Background: Proteins are essential to the health and structure of the cells that make up body tissues. Most proteins become damaged over time and are replaced with new ones. This process is called "protein turnover." Stress, disease, and aging can affect this process. Researchers want to better understand how aging affects protein turnover. Objective: To measure rates of protein turnover in healthy adults. Eligibility: Healthy people aged 20 years and older with a body mass index between 20 and 30. Design: Participants will have 6 study visits over 4 to 6 weeks. They will fast 12 hours before each visit. Participants will be screened. They will have a physical exam, with blood and urine tests and tests of their heart function. They will lie down while blood pressure cuffs are used on their arms and legs. Participants will be given bottles of heavy water to drink at home on a schedule for 21 days. Each bottle holds about 3.5 tablespoons. Heavy water is odorless, colorless, and tasteless, like normal drinking water. It is safe to drink and has been used in research for many years. Participants will have tests during study visits, including: Imaging scans of a leg.

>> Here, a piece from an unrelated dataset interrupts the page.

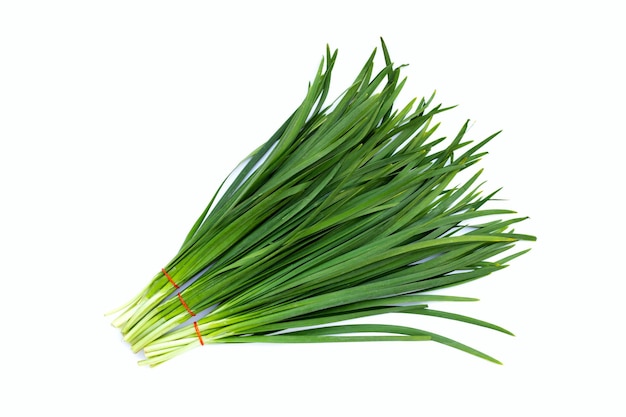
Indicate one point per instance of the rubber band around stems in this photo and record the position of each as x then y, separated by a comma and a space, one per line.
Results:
180, 297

Exercise on a treadmill. Biopsies of muscle, skin, and fat: Small samples of tissue will be cut from the calf and abdomen. Resting metabolic rate: Participants will lie still and breathe into a mask for 20 minutes. Knee/grip strength: Participants will do strength tests with their legs. They will squeeze a device with their hands. D3-Creatine: Participants will take 1 pill of D3-Creatine, which occurs naturally in muscle.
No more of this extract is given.